While we often tend to avoid any tough situations, embracing discomfort allows us to experience beauty on the other side. Like a lotus flower that blooms from the mud, heeding strongly through turmoil can lead to liberation and a deeper sense of connection.
How to embrace discomfort while having tough conversations
Instead of navigating life on eggshells and avoiding problematic conversations, we can uplift each other by leaning into discomfort and meeting each other with understanding.
But, navigating such conversations takes strategy. So, before you jump into a difficult conversation, take a look at these tips to ensure that the conversation goes as smoothly as possible.
1. Have a plan
While it’s best to let difficult conversations develop organically, it’s smart to start off with a plan just in case the conversation goes sideways. Having a plan and knowing what topics you would *ideally* like to cover can help you get back on track if the conversation derails.
2. Come from a place of curiosity and respect
It’s crucial that you meet the person you’re talking to with an open heart and an open mind. You have to have a genuine curiosity to learn, as opposed to having the goal to make your “point.” Also, drop any desire for likeability. The person you’re talking to is most likely going to disagree with you, and that’s ok.
- Accept vulnerability
You are going to be uncomfortable, which means you’re going to be vulnerable. In the beautiful words of Brené Brown, you cannot have courage without vulnerability. Those two emotions run parallel and intersect.

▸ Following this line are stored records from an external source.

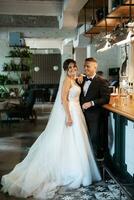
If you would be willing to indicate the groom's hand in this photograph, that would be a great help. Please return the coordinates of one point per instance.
(80, 79)
(87, 105)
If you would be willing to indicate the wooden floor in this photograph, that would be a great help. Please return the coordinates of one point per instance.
(15, 141)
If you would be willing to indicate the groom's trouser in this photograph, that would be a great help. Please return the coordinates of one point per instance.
(97, 135)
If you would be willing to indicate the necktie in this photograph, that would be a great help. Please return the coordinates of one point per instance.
(88, 79)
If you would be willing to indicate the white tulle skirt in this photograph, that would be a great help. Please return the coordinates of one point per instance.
(60, 157)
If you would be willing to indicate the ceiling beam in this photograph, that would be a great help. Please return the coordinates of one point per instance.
(23, 7)
(70, 13)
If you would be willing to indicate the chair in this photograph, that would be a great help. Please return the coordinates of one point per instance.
(25, 109)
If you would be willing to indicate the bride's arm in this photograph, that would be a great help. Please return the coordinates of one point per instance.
(64, 97)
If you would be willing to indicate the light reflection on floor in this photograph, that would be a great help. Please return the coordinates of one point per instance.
(15, 141)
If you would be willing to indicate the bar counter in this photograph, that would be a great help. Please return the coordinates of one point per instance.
(121, 133)
(121, 105)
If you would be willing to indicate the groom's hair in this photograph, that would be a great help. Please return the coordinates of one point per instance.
(91, 59)
(67, 62)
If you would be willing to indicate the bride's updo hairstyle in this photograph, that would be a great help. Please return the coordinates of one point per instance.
(67, 62)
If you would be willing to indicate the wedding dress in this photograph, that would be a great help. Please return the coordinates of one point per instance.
(61, 156)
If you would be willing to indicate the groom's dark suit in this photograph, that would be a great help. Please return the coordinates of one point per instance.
(98, 92)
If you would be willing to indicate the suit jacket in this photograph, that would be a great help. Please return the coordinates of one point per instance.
(98, 92)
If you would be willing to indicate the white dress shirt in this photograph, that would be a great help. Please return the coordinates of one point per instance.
(86, 85)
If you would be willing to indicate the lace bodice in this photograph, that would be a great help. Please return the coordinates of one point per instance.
(74, 93)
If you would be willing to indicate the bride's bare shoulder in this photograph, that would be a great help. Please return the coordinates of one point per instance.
(67, 80)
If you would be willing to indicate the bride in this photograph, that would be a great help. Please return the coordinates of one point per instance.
(62, 154)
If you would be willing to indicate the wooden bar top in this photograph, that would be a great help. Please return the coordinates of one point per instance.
(122, 105)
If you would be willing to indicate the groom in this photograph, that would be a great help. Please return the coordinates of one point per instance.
(94, 94)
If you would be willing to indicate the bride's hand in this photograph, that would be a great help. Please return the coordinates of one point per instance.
(80, 79)
(69, 121)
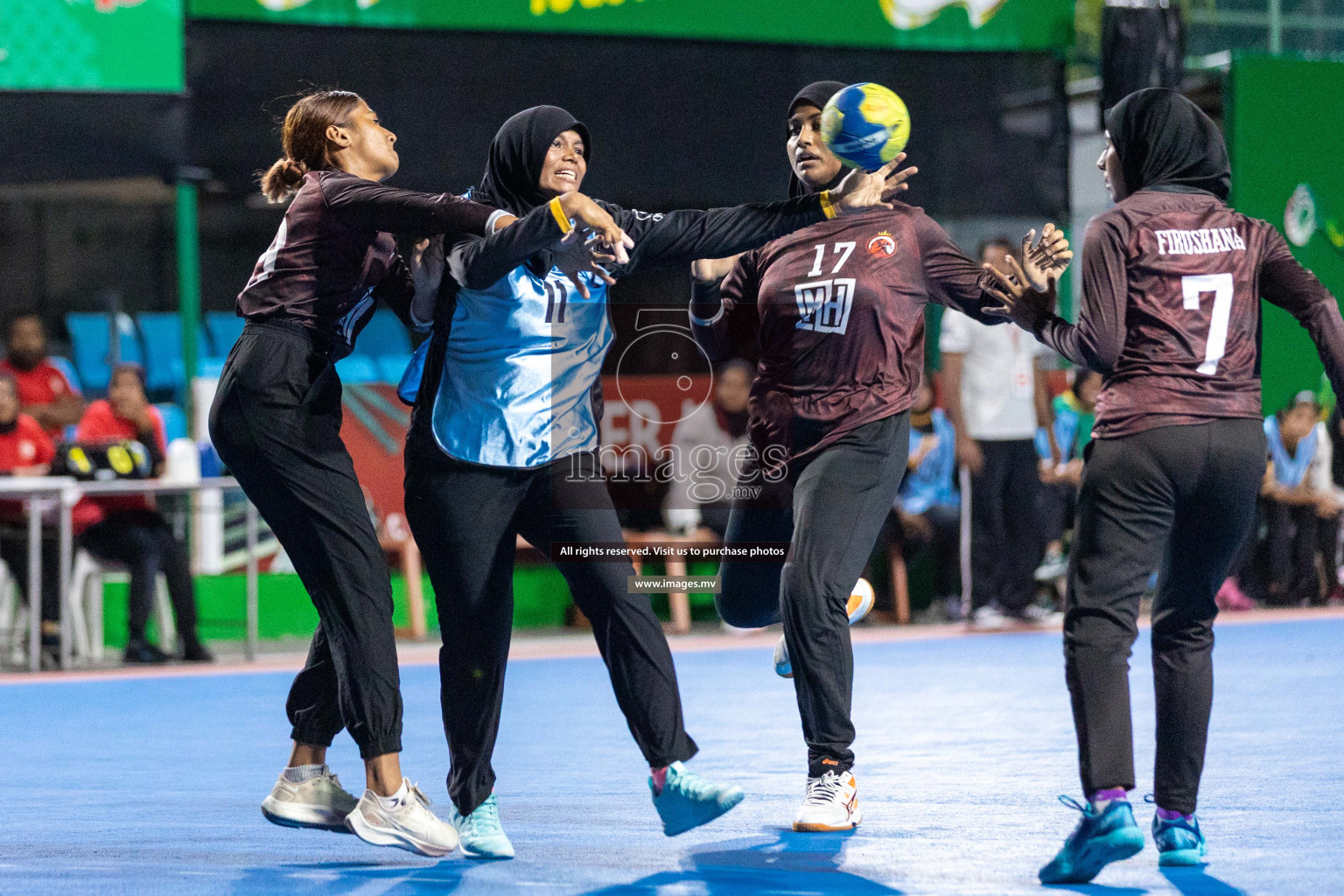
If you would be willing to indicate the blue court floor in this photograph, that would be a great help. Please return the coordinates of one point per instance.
(152, 785)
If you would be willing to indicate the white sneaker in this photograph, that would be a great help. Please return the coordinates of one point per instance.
(318, 802)
(411, 825)
(1040, 615)
(832, 803)
(859, 605)
(990, 618)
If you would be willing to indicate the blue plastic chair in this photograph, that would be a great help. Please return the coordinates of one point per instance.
(90, 343)
(391, 367)
(383, 335)
(175, 421)
(356, 368)
(69, 369)
(225, 328)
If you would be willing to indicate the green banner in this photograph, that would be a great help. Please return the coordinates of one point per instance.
(92, 45)
(1284, 135)
(918, 24)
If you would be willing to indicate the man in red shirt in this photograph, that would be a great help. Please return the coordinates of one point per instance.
(45, 391)
(128, 528)
(25, 451)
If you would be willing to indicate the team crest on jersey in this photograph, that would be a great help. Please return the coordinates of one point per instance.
(883, 245)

So, instead of shying away from vulnerability, meet it with the bravery and courage it deserves.
Pay attention to what you’re hearing, not what you want to say
While having a plan is great, you must be open to where the conversation goes organically once the other person starts talking. You cannot predict what someone is going to say, so actively listen instead of waiting to make your point. Being an active listener takes skill that most of us have not yet crafted. Commit to listening openly and thoughtfully.

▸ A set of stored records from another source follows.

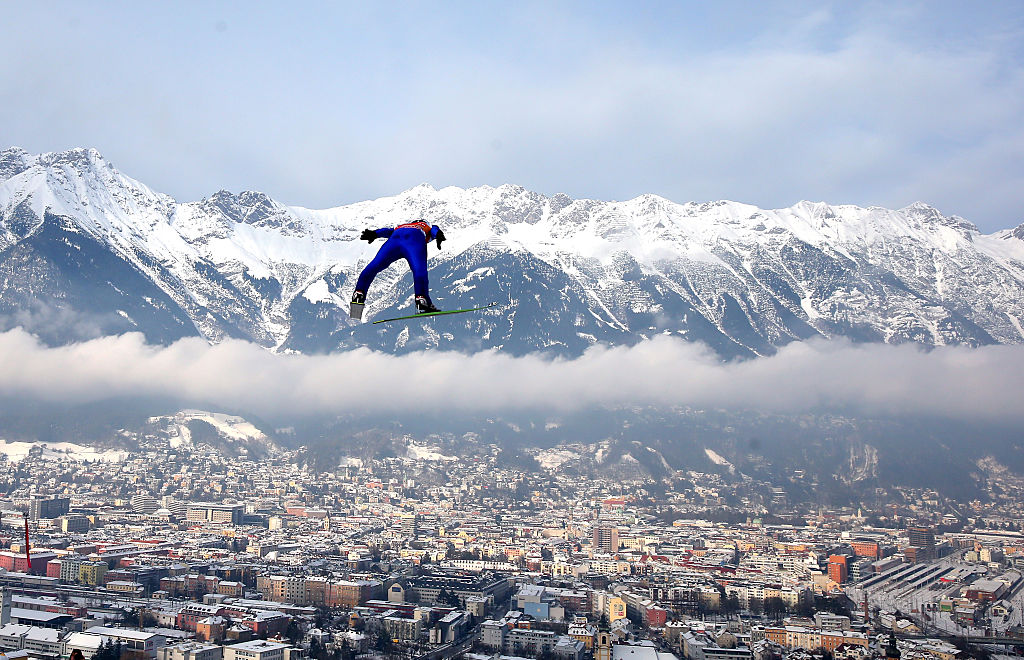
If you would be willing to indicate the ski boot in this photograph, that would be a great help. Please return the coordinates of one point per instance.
(355, 308)
(424, 306)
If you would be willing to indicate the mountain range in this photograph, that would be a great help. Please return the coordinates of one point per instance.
(86, 251)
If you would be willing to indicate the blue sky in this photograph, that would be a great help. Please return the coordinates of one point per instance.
(769, 103)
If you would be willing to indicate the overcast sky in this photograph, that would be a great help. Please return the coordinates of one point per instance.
(328, 103)
(958, 383)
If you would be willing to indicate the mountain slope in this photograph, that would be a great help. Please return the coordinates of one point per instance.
(78, 239)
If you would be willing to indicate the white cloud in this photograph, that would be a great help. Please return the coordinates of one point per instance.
(972, 384)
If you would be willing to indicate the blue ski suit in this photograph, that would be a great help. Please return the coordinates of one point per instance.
(407, 242)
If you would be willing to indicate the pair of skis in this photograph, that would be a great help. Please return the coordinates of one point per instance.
(440, 313)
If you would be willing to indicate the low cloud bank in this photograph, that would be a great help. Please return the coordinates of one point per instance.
(983, 384)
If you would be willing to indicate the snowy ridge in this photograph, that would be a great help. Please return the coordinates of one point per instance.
(743, 279)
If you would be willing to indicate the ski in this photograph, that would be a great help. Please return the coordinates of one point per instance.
(440, 313)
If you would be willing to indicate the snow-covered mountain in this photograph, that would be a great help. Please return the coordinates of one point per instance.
(86, 251)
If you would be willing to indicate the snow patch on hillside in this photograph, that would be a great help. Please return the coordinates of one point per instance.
(17, 451)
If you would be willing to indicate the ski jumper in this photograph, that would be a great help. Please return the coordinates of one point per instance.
(407, 242)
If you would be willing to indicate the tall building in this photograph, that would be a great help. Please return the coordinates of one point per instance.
(4, 606)
(605, 538)
(838, 569)
(922, 536)
(205, 512)
(922, 544)
(142, 503)
(45, 508)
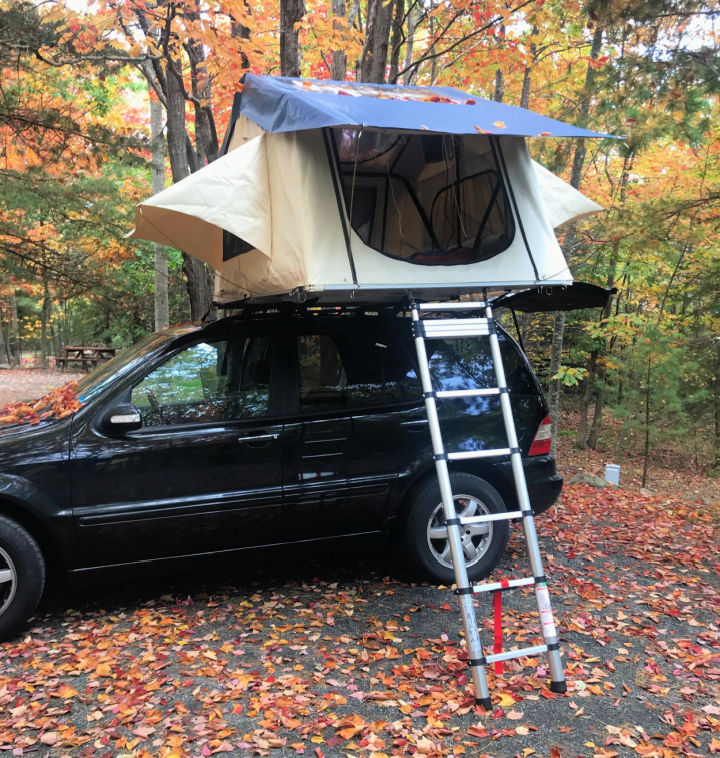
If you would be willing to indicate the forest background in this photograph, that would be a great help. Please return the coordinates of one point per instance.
(103, 103)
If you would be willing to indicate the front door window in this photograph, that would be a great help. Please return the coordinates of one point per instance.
(210, 381)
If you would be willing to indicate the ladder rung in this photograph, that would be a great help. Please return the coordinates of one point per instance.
(468, 393)
(516, 653)
(506, 516)
(478, 454)
(464, 305)
(494, 586)
(455, 327)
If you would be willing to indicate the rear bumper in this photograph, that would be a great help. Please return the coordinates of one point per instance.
(543, 481)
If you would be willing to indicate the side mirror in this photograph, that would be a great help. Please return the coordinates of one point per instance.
(122, 418)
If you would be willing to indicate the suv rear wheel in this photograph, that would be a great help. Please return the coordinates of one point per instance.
(22, 577)
(426, 537)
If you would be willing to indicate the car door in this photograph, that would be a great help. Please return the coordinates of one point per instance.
(344, 446)
(203, 474)
(317, 435)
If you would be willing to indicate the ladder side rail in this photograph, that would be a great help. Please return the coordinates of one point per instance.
(472, 637)
(547, 623)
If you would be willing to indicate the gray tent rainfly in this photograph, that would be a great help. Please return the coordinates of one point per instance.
(350, 190)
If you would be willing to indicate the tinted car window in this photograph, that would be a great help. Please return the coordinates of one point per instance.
(355, 368)
(209, 381)
(466, 363)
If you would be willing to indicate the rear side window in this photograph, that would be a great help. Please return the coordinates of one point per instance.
(466, 363)
(353, 368)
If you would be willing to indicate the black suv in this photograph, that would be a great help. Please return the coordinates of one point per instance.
(283, 424)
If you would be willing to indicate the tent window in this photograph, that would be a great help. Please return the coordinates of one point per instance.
(424, 198)
(234, 246)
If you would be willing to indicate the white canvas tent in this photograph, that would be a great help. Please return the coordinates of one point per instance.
(328, 200)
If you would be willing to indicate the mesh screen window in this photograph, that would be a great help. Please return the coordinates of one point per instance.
(425, 198)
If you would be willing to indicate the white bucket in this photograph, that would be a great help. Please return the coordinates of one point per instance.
(612, 473)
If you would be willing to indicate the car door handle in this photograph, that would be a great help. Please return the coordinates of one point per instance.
(415, 423)
(258, 437)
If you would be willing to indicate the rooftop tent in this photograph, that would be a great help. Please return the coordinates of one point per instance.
(353, 189)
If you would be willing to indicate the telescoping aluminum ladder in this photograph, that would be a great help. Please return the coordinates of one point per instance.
(483, 326)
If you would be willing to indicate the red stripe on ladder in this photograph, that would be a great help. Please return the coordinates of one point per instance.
(497, 608)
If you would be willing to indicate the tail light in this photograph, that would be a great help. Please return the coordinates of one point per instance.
(543, 439)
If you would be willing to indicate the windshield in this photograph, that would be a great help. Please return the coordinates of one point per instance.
(94, 383)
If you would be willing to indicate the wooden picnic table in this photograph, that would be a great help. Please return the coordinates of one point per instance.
(87, 356)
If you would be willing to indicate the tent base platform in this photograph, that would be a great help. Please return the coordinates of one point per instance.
(387, 293)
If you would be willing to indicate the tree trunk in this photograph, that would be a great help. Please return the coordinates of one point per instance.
(200, 277)
(499, 86)
(397, 40)
(575, 179)
(527, 74)
(554, 386)
(162, 315)
(377, 33)
(291, 12)
(16, 350)
(4, 352)
(716, 400)
(412, 23)
(44, 320)
(338, 69)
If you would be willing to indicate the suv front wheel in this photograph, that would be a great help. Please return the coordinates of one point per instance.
(22, 577)
(426, 535)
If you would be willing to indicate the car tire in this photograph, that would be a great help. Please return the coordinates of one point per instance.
(426, 539)
(22, 577)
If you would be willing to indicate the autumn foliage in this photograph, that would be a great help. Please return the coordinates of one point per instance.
(345, 656)
(59, 403)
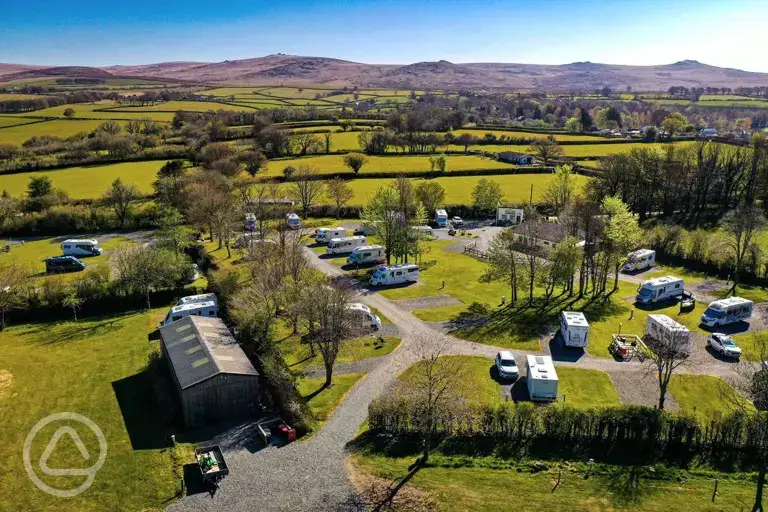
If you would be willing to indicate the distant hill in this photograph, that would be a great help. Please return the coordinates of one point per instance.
(292, 69)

- Make “I” statements and avoid “you”
It’s so easy to point the finger at someone else when having difficult conversations. “You” said this, or “you” did this, or “you” made me feel like that; all of that puts blame on the person you’re speaking to and will cause them to get defensive. By making “I” statements, you’re talking from your own standpoint and opening up the conversation for self-reflection.
While it may be difficult at first, having tough conversations will enhance your relationships and inspire you to live more in your truth. The best way to get through discomfort is to lean into vulnerability and approach the situation with an open heart and an open mind. Remember, if the conversation becomes too messy, you can always take a recess and come back to it later. There’s absolutely nothing wrong with saying that you need more time to clear your thoughts.